The global nature of the sources of these trillions means that national jurisdictions do not stand a chance of controlling them. And dear old UK does not even want to try.
+5 #3 dw 2018-09-19 00:48
Quoting John Stoddart:
PremierFX recently going down unregulated and apparently missing millions of euros in and on Portuguese territory; then all the crashed unregulated Portuguese banks over the last decade isn't a good advert for the effectiveness of Portuguese Financial Regulation.

That will be an attraction for the asset management vultures. The lack of effective regulation in the UK is why it remains as one of the two the main international centres of financial corruption. Remember all those crashed UK banks that had to be bailed out? The Tory vision post Brexit is to deregulate further to become the number one secrecy jurisdiction in the world - the place to hide your trillions.
+2 #2 Darcy 2018-09-18 22:00
If the government want to attract these type of companies, they will need to give a lot of thought to the employment rights of workers. As Portugese citizens who live abroad will not return to the same old nonsense, which was the reason for them to leave in the first place.
With the down turn in the economy, young Portugese people left here for a better life elsewhere and they are the key to a better future for the economy of this country.
They have been educated to a high standard and now have the experience that has been gained from their present employment in their chosen country and the government will have a job on their hands to entice them to return to a country that does not have good employment rights.
For instance, teachers have 23 teachers union's, how on earth will this profession ever progress with this little consortium working for their own aims and not for rights of the workforce. There will never be worker's rights when 23 groups of union officials have nice little cosy jobs.
They will never upset the status quo as this would jeopardize their lovely little set up of "I'm in pull up the ladder".

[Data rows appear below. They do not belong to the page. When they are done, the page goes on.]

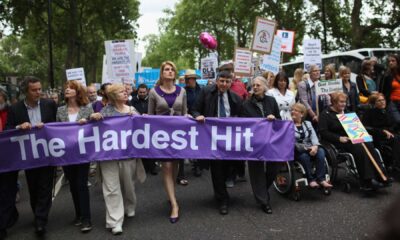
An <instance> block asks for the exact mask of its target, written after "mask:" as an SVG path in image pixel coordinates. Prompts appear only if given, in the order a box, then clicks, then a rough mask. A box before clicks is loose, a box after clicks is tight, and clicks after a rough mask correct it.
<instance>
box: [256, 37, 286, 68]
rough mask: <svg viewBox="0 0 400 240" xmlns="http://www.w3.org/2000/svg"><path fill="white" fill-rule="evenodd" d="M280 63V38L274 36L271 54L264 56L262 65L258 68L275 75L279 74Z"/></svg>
mask: <svg viewBox="0 0 400 240" xmlns="http://www.w3.org/2000/svg"><path fill="white" fill-rule="evenodd" d="M280 63H281V38H280V37H279V36H275V38H274V44H273V45H272V52H271V54H267V55H264V57H263V63H262V64H261V66H260V68H261V69H263V70H265V71H270V72H273V73H274V74H275V75H276V74H277V73H278V72H279V64H280Z"/></svg>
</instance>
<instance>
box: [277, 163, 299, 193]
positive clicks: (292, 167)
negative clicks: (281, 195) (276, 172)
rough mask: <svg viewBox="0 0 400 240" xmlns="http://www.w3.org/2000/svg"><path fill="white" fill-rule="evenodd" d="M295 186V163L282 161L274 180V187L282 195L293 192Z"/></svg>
mask: <svg viewBox="0 0 400 240" xmlns="http://www.w3.org/2000/svg"><path fill="white" fill-rule="evenodd" d="M293 186H294V176H293V164H292V163H291V162H285V163H282V166H281V167H280V169H279V171H278V174H277V175H276V178H275V181H274V187H275V190H276V191H277V192H279V193H280V194H282V195H288V194H289V193H290V192H292V190H293Z"/></svg>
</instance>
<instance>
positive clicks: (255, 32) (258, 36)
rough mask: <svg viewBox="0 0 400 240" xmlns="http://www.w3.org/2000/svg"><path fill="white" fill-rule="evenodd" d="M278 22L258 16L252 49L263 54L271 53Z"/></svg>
mask: <svg viewBox="0 0 400 240" xmlns="http://www.w3.org/2000/svg"><path fill="white" fill-rule="evenodd" d="M275 30H276V22H275V21H271V20H267V19H264V18H261V17H257V18H256V22H255V24H254V31H253V41H252V42H251V48H250V49H251V51H254V52H259V53H262V54H269V53H271V49H272V43H273V41H274V36H275Z"/></svg>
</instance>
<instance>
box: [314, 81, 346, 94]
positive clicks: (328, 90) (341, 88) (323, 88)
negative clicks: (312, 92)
mask: <svg viewBox="0 0 400 240" xmlns="http://www.w3.org/2000/svg"><path fill="white" fill-rule="evenodd" d="M334 92H343V85H342V79H334V80H327V81H318V82H317V84H316V88H315V93H316V94H317V95H323V94H331V93H334Z"/></svg>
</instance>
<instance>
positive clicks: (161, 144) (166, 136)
mask: <svg viewBox="0 0 400 240" xmlns="http://www.w3.org/2000/svg"><path fill="white" fill-rule="evenodd" d="M166 142H169V136H168V133H167V132H166V131H163V130H158V131H156V132H155V133H154V134H153V136H152V137H151V143H152V144H153V146H154V147H155V148H157V149H166V148H167V147H168V143H166Z"/></svg>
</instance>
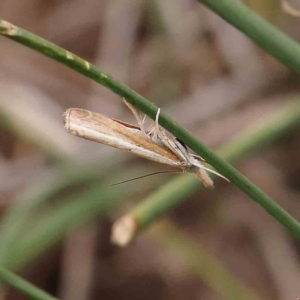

The Socialist Party which are in government have the power to change this nonsense and pave the way for empowering the new Portugal and encourage their people to return to a country that will protect their employment rights and wages.
+3 #1 John Stoddart 2018-09-18 20:58
PremierFX recently going down unregulated and apparently missing millions of euros in and on Portuguese territory; then all the crashed unregulated Portuguese banks over the last decade isn't a good advert for the effectiveness of Portuguese Financial Regulation.